Despite that rather violent experience, the place is a top notch destination though - and your man here is really looking forward to returning in 2008 for a bash at running at night in the light.


Keep on tapering.

Ron

Yep - bigger than ever!

I sat watching the debacle that passed for the England football team on Wednesday night - and I realised it.

My country needs me.

Yep. My country needs a sporting hero and I owe it to my fellow countrymen to get myself off my backside and start to bring a little cheer to the miserable lives of the people in England. Especially those in Birmingham and Yorkshire who have a miserable existence anyway.

"But where have you been Ron?" I hear you say. "And are you still up for that Olympic Gold in 2012?" Well I've been lots of places my little Ronettes but I can assure you, the dream is still very much alive.

There has been a little hiccup in the old training regime department though - which is why never a truer word was spoken when I say "I'm back - and bigger than ever". You see my athletic life simply wasn't paying the bills so the Half Share in the House delivered an ultimatum - either I got a real job or she scarpered. I mulled that one over for a while then realised that even for no other reason than I'd be guaranteed clean socks once a fortnight, it was probably worth getting some work.
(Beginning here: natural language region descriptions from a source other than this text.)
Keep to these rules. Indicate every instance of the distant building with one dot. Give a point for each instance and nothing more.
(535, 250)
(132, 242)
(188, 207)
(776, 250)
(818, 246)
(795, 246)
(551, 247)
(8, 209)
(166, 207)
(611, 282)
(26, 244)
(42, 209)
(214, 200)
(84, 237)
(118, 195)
So that's how I ended up working at the local biscuit factory. For the first couple of weeks I was in charge of putting the jam in Jammy Dodgers - and, well I just couldn't resist having a nibble or two. And although I've progressed through to Dunk testing Digestives and onto spreading the vanilla in Vanilla Creams, I've been unable to resist the temptations -and I've packed on the weight.

But you can't hold back a good athlete.

I've found myself assuming what can only be described as an Ambassadorial role - and I've visited a few countries to greet and meet some of my overseas fans.

I'll bring you news of some of my adventures in due course - and mark my words there have been some! - but take a look at this list of places that your man here has been seen in:

Norway - for the Arctic Circle
Luxembourg - for the Route du Vin
Amsterdam - for ... well never mind what for
Arnhem - for a quick scoot around
Amsterdam - again, this time for the Marathon
Arnhem - again - for a bizarre race in the dark
France - for a 10K run in the country.

I've only taken part in a couple of UK races since the summer - and pretty disastrous they were too. But I'm now back in training - because 2008 is going to be a huge year for your man here.

Let's see if this little lot indicates how serious my Olympic training is set to become - I'm in for the Paris Marathon in April, I'm in for the Midnight Sun Marathon some 300 miles north of the Arctic Circle in June - and I'm looking at possibly doing the Himalayas 100 Mile run next November.

So, as you can see, once an athlete, always an athlete.

So let's get together again shall we? I'll bring you news of my adventures to date over the course of this week - in the meantime, I'll be sharing with you, once again, my life as an athletic superstar.

Oh - it's great to be back.

Keep on tapering

Ron

Wednesday, November 21, 2007

I'm back!!! And I'm bigger than ever!!

You won't believe what I've been up to for the last three months.

Well bring up a chair - because coming soon (before this Saturday if my Probabtion Officer agrees) you're going to be as excited as I am when you read all my news from the last few weeks.

And, don't worry, that Olympic dream is alive and well.